BOM COMPORTAMENTO (Good Time)


Um herói desajustado

Assalto, socos, sangue, perseguição, trapaças e tudo que um thriller policial tem direito está no filme - dos irmãos Safdie - Bom Comportamento, acompanhando a jornada de um herói do mundo desajustado, aquele em que a moral é de outra ordem.


Connie (Robert Pattinson) e seu irmão Nick (o diretor Ben Safdie) realizam um assalto e na fuga Nick é preso. Esse é o gatilho para a história que retrata os planos e ações de Connie para libertar seu irmão.
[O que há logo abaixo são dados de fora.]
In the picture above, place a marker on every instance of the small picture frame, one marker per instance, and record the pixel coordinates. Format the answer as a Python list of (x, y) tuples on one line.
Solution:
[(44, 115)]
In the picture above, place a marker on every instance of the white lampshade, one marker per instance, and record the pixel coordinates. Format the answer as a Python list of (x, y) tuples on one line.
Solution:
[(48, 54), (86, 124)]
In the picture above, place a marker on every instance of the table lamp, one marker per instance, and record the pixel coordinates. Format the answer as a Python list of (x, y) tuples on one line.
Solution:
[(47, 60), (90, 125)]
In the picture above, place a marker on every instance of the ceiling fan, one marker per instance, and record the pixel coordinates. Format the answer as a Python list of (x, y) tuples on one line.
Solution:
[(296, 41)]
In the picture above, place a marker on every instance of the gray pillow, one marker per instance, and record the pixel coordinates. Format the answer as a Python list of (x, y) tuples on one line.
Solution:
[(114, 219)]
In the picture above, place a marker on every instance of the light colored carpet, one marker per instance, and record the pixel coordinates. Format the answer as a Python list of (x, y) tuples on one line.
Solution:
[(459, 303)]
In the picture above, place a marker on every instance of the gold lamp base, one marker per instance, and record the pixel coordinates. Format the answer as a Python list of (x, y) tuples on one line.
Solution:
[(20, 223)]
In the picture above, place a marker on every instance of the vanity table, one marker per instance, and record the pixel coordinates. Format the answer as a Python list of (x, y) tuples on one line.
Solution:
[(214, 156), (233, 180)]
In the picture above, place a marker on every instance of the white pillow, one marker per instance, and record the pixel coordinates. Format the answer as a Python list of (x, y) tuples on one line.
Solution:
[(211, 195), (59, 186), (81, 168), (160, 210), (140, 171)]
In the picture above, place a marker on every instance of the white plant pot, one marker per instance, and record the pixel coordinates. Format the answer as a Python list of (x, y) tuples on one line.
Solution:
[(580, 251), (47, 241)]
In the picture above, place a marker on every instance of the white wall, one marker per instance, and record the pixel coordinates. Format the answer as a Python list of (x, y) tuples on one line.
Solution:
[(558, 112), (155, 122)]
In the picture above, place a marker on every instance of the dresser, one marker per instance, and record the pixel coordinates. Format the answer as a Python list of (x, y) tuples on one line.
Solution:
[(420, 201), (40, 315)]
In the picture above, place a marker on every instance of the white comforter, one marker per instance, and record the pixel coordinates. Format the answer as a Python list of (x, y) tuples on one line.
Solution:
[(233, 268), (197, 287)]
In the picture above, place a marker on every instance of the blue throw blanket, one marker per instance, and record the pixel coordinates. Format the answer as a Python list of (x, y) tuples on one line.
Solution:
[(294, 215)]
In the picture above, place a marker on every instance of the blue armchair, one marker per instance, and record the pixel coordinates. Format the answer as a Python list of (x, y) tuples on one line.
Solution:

Incompatível para os padrões normais da sociedade, as aventuras vão revelando o outro lado da vida na cidade. Apresenta as regras e personagens do submundo na medida em que as sequências se desenvolvem, convidando o espectador a torcer pelo sucesso na empreitada de tirar o irmão da cadeia.


Um detalhe do roteiro insere uma sutil mensagem de valor ético e moral, ainda que representados por personagens desajustados do mundo. Nick é portador de alguma disfunção cognitiva, mas mesmo com sua deficiência não é deixado de lado pelo irmão. Ainda que a atividade não seja nada nobre, Connie o leva para o assalto tratando-o como igual, procurando criar um ambiente em que sinta-se tão corajoso e destemido quanto ele.

Em tempos de preconceitos e segregação, essa particularidade do roteiro traz uma reflexão para os mais sensíveis às questões sociais. Quem seria mais ou menos amoral? Connie - que assalta a sociedade, mas trata o mais frágil como igual - ou a sociedade da ordem e da lei que segrega os menos afortunados pela natureza?


A mensagem não é direta. Não é uma lição de moralismo. É um elemento que perpassa o roteiro. De forma inteligente e delicada, faz das violentas peripécias de quem é afetuoso com o irmão uma contradição que nos faz refletir sobre as experiências de alteridade. A deficiência antes de ser biológica é uma deficiência social.

Como defendia o psicólogo russo Lev Vygotsky (1896-1934), é a sociedade que deve trazer o deficiente para o seio social, se não o fizer, é a sociedade que é deficiente e não o indivíduo.


A câmera opera próximo aos atores em sequências de primeiro plano dando ao espectador a sensação de adentrar ao submundo. Movimentos nervosos de imagem, assim como os personagens que fogem, tramam e tentam sobreviver naquilo que lhes resta de liberdade. A paleta de cores acentua o vermelho reforçando - através da fotografia - esse mergulho em outro mundo. Em sua trajetória, o filme não chega a surpreender – tarefa difícil para tempos em que a realidade concorre com o imaginário da ficção – porém aborda a diversidade onde menos se espera. No bruto, no violento, mas não menos humano e frugal.